Wim Vandekeybus b. 1963
Blush (2005)
Duration: 50 minutes

Directed by Wim Vandekeybus
Music by David Eugene Edwards
Text by Peter Verhelst & Ultima Vez
Produced by Ultima Vez and KVS/de bottelarij, Brussels

Directed by Wim Vandekeybus, Blush mixes confrontational, intensely physical dance, theatre, film, text and music in an explosion of visual imagery and sound. Love in all its states – lust, temptation, exhilaration, and shame - is the subject of Blush as the performers transform into wild animals, lost Eurydices and raging furies. It is Wim’s fourteenth production for Ultima Vez, featuring an international cast of 10 performers, including Vandekeybus himself.

A rock soundtrack, composed by American singer & songwriter David Eugene Edwards of 16 Horsepower and Woven Hand, forms the background to an avalanche of images. In London, Truro and Glasgow Edward’s Denver based 4-piece band performs live with Ultima Vez.

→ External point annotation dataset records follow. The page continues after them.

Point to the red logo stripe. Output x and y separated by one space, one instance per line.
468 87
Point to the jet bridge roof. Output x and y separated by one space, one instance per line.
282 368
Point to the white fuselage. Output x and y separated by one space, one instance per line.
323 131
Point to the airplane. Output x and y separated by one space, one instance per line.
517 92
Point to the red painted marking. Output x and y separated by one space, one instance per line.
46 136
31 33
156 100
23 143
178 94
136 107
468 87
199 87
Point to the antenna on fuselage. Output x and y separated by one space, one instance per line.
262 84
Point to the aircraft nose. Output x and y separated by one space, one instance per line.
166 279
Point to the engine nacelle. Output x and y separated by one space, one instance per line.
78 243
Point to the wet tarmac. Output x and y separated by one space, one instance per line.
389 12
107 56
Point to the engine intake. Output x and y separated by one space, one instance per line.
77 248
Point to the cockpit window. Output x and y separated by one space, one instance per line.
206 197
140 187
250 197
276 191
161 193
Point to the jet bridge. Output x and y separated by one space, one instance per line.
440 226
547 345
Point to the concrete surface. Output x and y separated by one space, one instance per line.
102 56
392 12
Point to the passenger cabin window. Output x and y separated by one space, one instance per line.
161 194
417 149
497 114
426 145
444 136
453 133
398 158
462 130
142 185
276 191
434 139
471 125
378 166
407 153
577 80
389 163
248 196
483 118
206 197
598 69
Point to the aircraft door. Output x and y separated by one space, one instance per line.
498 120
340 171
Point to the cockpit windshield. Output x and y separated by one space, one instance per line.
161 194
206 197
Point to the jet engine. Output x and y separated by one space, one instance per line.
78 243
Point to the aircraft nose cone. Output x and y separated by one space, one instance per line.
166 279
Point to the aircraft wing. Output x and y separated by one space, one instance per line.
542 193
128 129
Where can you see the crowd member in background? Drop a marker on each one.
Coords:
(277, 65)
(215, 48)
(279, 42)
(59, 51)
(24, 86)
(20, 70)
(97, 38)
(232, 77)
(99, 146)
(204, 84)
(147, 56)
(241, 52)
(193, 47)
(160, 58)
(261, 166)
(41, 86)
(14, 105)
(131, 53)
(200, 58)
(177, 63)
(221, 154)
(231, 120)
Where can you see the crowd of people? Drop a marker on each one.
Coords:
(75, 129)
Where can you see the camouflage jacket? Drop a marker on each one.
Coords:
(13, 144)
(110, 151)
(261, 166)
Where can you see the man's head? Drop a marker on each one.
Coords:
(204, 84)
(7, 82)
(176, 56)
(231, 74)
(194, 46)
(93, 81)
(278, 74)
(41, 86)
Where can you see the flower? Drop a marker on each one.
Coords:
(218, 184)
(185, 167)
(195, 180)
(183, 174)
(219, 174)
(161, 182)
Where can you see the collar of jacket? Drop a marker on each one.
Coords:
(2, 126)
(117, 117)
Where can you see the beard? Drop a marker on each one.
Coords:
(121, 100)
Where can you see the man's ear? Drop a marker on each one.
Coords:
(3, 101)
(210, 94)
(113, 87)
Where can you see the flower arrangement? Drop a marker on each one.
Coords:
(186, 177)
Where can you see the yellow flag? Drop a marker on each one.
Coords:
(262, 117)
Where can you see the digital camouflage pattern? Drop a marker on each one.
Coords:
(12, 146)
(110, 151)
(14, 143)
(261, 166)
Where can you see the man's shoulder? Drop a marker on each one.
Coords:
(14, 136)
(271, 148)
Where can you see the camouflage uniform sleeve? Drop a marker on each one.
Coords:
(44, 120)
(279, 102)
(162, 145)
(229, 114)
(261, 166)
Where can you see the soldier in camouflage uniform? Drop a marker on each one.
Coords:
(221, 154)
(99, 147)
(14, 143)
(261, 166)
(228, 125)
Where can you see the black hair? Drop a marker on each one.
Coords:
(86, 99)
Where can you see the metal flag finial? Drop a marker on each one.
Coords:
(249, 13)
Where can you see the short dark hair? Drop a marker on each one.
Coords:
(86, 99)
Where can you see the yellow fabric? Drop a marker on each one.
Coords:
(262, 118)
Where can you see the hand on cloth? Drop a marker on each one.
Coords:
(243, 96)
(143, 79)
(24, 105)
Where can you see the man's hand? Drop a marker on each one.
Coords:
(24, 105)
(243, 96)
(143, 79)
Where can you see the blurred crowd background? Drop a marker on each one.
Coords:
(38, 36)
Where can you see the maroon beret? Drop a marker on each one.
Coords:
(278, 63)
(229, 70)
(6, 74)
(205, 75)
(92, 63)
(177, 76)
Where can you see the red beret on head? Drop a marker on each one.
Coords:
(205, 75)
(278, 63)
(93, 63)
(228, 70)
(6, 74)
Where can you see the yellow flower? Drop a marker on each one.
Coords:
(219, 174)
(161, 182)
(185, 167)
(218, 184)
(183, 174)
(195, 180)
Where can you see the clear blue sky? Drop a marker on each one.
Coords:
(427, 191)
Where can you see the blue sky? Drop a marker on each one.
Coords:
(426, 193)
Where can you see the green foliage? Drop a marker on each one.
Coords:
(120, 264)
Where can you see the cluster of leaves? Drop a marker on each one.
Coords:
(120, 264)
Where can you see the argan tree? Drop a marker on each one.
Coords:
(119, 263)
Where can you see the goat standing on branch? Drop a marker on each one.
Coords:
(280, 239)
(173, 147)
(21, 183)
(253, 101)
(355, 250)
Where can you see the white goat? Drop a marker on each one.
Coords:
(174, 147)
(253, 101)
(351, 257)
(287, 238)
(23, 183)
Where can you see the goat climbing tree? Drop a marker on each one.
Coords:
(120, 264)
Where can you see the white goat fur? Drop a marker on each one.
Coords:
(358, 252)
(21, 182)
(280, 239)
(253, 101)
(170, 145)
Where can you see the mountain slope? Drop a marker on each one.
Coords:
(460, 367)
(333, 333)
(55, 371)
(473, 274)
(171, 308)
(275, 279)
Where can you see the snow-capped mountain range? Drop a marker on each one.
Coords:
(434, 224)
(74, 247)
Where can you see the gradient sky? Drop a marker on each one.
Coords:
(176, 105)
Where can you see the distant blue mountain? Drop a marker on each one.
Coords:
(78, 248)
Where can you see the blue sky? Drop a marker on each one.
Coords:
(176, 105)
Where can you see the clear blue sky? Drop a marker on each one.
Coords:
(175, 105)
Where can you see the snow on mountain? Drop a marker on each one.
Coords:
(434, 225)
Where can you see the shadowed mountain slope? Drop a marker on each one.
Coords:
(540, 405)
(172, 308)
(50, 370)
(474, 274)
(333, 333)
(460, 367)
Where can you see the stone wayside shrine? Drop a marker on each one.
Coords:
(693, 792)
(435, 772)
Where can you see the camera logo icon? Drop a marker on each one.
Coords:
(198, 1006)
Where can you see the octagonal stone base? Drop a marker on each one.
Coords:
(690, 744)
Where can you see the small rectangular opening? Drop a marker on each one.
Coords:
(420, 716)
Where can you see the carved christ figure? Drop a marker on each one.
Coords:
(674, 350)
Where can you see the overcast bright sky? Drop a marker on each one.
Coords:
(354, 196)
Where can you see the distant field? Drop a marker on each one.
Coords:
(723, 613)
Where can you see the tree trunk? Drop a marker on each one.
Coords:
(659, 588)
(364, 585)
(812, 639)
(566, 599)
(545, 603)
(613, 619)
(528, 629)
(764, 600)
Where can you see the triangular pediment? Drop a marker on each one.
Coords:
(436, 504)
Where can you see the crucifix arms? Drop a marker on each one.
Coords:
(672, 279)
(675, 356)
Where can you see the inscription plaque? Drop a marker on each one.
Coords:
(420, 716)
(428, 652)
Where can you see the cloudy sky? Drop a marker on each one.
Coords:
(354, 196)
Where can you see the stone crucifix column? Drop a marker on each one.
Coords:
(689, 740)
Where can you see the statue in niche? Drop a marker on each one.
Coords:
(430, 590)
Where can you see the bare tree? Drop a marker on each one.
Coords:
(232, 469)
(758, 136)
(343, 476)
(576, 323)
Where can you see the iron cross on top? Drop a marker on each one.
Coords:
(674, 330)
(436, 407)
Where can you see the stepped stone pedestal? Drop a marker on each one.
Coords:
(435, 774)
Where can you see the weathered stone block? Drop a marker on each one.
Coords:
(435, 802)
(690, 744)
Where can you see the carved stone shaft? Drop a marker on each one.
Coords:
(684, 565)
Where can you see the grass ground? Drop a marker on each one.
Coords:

It is the pillar of ‘Blush’ with its percussive hammering, cutting and ethereal guitars, heavy, nervous, dreamy ambience. Sometimes Latin, sometimes Voodoo, it doesn’t lose any of its rock essence or its personality.
- Le Soir

Film sequences featuring the cast, directed by Vandekeybus, are projected in large scale, and introduce one of the most inventive and breathtaking moments of interaction between film and live performance. Diving from the stage into the screen, dancers seamlessly reappear on film, transformed into water nymphs in an underwater netherworld.

Vandekeybus’ work seems to push dancers and technology beyond their limits in a powerful osmosis of live action, film and music. Blush seethes with energy, danger, emotion and sensuality.

A cross between Trisha Brown and John Woo. Lively and strong, sensual and explosive, wild and elegant.
- Le Soir

The performers go to extremes of emotion and physical strength, giving the show a powerful and disturbing energy.”
- Wall Street Journal Europe

One knows straightaway that one is in a ‘Vandekeybus’, with the violence and the poetry, the drive and the tenderness, delivered in a visual and bodily shock.